Malgré les lettres de protestation
(j’en ai envoyée une au syndic de Prilly sans jamais recevoir la moindre réponse!), malgré les lettres de lecteurs (la rubrique la plus lue des journaux), malgré quelques coups de gueule sur le terrain (où on se fait régulièrement insulter)… rien ne change.
Et si les efforts des propriétaires
de chiens sont à peine visibles, l’extension des poubelles sauvages devient de plus en plus visible.

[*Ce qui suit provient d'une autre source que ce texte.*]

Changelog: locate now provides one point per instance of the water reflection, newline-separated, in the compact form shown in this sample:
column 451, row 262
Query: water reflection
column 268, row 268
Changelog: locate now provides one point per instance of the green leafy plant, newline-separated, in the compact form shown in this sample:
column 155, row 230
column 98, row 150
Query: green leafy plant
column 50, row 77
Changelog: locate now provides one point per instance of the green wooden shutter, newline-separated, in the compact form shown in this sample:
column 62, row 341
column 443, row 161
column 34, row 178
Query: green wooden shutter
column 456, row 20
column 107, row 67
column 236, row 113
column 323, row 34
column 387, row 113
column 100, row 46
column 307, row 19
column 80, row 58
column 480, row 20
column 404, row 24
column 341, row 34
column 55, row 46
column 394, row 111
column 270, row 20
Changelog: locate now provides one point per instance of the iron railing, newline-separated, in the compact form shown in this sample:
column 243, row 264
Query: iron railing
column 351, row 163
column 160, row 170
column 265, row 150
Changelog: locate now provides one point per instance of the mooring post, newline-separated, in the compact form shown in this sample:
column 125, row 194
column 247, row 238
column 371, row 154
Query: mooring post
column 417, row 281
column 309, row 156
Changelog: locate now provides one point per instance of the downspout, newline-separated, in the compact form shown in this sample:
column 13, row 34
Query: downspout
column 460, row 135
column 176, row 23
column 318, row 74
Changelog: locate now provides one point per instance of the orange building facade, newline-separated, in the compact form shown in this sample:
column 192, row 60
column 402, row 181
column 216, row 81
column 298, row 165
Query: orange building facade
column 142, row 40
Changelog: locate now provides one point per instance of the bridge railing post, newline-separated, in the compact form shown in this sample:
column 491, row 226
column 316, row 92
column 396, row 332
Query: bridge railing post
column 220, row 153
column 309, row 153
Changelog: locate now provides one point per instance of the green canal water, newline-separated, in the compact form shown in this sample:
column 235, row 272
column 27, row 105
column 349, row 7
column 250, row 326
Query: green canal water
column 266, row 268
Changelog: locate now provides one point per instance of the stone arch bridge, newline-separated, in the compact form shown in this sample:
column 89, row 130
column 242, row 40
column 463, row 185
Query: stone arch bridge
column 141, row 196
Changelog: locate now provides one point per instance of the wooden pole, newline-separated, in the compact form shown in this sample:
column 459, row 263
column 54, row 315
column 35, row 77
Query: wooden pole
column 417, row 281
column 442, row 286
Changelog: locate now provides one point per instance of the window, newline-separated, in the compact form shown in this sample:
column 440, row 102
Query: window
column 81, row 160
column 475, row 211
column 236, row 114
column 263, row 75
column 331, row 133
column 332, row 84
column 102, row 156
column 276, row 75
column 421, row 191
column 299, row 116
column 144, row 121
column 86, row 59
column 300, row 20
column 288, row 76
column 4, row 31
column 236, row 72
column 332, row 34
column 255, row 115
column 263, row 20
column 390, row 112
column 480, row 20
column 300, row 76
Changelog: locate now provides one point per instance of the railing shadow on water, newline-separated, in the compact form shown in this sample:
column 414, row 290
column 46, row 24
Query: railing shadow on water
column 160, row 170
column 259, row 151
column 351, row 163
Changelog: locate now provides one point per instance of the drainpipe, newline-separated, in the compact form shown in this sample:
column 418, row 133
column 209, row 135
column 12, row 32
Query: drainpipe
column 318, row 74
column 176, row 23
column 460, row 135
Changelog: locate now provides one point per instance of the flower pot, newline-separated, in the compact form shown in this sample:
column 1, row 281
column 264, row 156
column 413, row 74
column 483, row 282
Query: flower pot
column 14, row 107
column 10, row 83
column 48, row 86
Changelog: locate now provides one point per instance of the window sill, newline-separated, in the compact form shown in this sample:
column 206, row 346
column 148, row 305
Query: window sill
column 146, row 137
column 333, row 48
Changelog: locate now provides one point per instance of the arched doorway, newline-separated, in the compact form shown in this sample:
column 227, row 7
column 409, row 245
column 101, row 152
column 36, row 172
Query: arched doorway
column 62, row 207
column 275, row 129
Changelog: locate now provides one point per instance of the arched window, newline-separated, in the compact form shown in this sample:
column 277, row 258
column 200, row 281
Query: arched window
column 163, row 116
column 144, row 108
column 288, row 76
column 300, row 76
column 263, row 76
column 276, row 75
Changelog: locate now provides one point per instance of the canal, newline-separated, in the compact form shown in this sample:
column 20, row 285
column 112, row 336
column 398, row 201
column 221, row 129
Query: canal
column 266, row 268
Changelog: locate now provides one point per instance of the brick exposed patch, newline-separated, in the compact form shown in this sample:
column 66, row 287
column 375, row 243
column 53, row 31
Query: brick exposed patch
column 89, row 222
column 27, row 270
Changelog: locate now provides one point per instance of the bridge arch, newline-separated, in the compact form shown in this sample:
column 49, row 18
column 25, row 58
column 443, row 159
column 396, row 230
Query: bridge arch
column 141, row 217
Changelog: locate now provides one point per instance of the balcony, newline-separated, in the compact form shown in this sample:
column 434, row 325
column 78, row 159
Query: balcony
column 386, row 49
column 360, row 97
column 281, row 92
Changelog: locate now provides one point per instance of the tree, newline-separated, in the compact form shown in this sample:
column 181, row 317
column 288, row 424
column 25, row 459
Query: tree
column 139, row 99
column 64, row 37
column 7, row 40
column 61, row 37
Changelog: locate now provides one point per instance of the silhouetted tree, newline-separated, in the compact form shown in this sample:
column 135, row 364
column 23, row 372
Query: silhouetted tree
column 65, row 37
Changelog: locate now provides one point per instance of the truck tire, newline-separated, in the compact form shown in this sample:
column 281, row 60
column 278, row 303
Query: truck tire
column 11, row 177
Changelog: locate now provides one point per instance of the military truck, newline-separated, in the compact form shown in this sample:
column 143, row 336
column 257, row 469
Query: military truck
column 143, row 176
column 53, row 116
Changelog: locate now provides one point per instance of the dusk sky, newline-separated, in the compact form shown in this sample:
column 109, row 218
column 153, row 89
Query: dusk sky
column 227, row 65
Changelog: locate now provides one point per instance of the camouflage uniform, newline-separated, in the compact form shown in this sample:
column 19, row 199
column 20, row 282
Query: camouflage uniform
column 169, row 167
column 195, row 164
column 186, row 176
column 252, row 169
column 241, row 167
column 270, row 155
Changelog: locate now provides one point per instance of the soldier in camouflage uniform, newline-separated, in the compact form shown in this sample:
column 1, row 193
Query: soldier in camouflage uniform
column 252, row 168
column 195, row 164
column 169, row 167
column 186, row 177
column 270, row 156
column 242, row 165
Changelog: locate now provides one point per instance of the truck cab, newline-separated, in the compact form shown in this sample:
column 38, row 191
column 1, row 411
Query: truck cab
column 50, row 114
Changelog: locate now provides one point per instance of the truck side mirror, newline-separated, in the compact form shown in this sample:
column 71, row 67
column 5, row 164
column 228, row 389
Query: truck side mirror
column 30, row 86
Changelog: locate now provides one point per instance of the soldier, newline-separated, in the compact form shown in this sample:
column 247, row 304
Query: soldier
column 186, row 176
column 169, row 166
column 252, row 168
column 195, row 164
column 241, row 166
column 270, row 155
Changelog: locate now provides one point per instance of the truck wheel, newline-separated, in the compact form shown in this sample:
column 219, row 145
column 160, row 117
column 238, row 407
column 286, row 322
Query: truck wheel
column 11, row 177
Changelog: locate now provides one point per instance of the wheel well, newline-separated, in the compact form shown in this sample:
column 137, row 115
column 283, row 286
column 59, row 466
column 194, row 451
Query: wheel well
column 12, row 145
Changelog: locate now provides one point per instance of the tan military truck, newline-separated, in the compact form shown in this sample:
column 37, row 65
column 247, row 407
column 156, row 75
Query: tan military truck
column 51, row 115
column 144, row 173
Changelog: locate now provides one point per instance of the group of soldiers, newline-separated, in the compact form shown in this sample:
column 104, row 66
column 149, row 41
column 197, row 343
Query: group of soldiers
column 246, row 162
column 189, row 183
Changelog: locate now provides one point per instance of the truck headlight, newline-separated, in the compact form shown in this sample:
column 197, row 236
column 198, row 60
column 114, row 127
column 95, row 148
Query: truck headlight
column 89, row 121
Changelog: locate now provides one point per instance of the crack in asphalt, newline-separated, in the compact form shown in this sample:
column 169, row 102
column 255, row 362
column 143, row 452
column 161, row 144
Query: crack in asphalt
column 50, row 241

Et embarrassante. Il faut dire que la police (aidée par Sécuritas ou autres Protectas!) est bien trop occupée à coller les automobilistes dans les parkings.
Encore une cause perdue…
Pour garder le sourire:
Le prof a dicté: «Les poules étaient sorties du poulailler dès qu’on avait ouvert la porte."
L’élève a écrit : "Les poules étaient sorties du poulailler. Des cons avaient ouvert la porte."